Is there any way to get the command to be on one line, something like this:
local json=`cat <<EOF{"quicklock":"${my_var}"}EOF`
that would be so much nicer, but doesn't seem to take, obviously simply because that's not how EOF works I guess lol.
I am looking for a shorthand way to declare JSON in a file that:
- Does not require a ton of escape chars.
- That allows for dynamic interpolation of variables.

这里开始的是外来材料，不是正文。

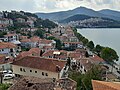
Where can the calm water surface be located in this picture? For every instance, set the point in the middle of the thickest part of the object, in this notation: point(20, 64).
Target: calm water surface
point(109, 37)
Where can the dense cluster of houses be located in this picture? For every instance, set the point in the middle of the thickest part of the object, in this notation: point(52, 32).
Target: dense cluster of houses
point(43, 60)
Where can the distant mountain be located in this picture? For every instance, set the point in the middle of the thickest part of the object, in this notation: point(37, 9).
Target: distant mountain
point(84, 21)
point(110, 12)
point(58, 16)
point(74, 18)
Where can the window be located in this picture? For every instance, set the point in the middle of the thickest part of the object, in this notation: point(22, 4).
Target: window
point(46, 74)
point(30, 70)
point(20, 69)
point(43, 73)
point(24, 70)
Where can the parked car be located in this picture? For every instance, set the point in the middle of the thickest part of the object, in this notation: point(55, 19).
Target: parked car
point(8, 76)
point(118, 72)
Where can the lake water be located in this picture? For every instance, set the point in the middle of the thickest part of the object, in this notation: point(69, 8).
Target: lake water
point(109, 37)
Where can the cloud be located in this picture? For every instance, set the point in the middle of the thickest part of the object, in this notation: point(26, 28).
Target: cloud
point(57, 5)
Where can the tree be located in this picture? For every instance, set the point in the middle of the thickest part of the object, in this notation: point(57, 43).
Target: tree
point(84, 80)
point(4, 86)
point(85, 41)
point(90, 45)
point(58, 42)
point(109, 54)
point(93, 74)
point(2, 34)
point(68, 61)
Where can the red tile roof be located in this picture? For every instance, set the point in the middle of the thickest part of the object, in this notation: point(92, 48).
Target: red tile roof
point(86, 63)
point(97, 58)
point(62, 55)
point(74, 55)
point(40, 63)
point(25, 40)
point(102, 85)
point(3, 59)
point(73, 42)
point(8, 35)
point(35, 39)
point(44, 41)
point(31, 52)
point(7, 45)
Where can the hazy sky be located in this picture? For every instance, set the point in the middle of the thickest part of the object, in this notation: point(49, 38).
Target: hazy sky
point(57, 5)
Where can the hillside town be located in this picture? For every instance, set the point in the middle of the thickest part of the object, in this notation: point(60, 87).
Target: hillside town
point(38, 57)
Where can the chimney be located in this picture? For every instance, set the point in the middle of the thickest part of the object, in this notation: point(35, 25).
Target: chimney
point(57, 68)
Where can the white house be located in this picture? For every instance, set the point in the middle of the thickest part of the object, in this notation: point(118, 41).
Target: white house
point(44, 42)
point(11, 37)
point(74, 45)
point(8, 49)
point(39, 67)
point(5, 62)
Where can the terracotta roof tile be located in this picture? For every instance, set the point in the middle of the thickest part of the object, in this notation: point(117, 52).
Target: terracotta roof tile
point(39, 63)
point(7, 45)
point(4, 60)
point(8, 35)
point(102, 85)
point(97, 58)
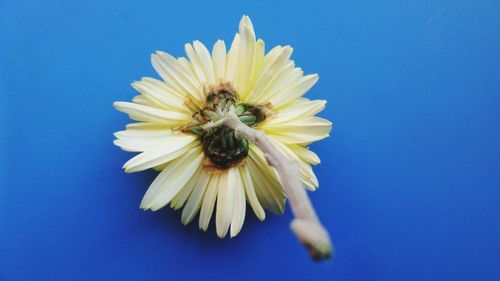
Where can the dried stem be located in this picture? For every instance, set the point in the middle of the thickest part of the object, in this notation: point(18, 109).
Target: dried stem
point(306, 224)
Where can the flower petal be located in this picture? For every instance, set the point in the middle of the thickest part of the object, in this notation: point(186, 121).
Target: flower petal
point(305, 154)
point(195, 198)
point(293, 92)
point(173, 177)
point(239, 202)
point(250, 193)
point(245, 58)
point(208, 204)
point(219, 60)
point(225, 202)
point(298, 110)
point(205, 61)
point(232, 59)
point(175, 75)
point(266, 182)
point(141, 140)
point(305, 171)
point(173, 147)
point(158, 95)
point(274, 62)
point(182, 196)
point(149, 114)
point(302, 131)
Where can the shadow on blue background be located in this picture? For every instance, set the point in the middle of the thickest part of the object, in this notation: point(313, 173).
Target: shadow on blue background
point(410, 183)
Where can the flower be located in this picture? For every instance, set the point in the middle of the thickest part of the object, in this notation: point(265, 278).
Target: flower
point(205, 168)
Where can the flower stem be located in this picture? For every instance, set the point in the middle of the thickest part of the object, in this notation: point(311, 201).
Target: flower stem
point(305, 224)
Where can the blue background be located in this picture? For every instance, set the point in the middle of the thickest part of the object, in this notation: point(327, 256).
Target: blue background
point(410, 182)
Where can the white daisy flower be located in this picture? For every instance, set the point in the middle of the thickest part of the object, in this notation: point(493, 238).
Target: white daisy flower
point(205, 168)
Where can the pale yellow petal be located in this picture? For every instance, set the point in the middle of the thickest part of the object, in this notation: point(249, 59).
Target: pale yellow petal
point(250, 193)
point(225, 201)
point(209, 198)
point(305, 154)
point(182, 196)
point(219, 60)
point(304, 131)
point(176, 75)
point(196, 63)
point(172, 147)
point(274, 62)
point(232, 59)
point(158, 95)
point(245, 58)
point(195, 198)
point(239, 205)
point(265, 181)
point(149, 114)
point(298, 110)
point(173, 177)
point(205, 61)
point(290, 94)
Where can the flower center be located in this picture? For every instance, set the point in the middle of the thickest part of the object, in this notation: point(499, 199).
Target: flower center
point(220, 144)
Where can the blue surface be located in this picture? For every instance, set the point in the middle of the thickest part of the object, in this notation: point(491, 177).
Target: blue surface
point(410, 182)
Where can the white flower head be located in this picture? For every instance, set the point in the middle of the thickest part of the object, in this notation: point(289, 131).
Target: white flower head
point(205, 168)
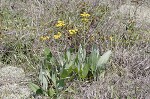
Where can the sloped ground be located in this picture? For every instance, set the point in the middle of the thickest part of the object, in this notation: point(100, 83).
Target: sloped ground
point(128, 74)
point(13, 83)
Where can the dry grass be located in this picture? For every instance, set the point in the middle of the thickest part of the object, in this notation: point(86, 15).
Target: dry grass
point(128, 72)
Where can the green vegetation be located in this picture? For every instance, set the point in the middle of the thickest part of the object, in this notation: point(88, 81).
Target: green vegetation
point(66, 44)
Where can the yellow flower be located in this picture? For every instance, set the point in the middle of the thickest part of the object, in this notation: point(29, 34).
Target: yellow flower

Note: The actual JSON I want to use has multiple dynamic variables with many key/value pairs. Please extrapolate.
回答1:
why not use jq? It's pretty good at managing string interpolation and it lints your structure.
$ echo '{}' >> foo.json
$ local myvar="assigned-var"
$ jq --arg ql $myvar '.quicklock=$ql' foo.json
the text that comes out on the other end of that call to jq can then be cat
into a file or whatever you wanna do. text would look something like this:
{"quicklock"="assigned-var"}
回答2:
I'm not a JSON guy, don't really understand the "well-formed" arguments in the discussion above, but, you can use a 'here-string' rather than a 'here-document', like this:
my_var="foobar"
json=`cat <<<{\"quicklock\":\"${my_var}\"}`
回答3:
You can do this with printf:
local json="$(printf '{"quicklock":"%s"}' "$my_var")"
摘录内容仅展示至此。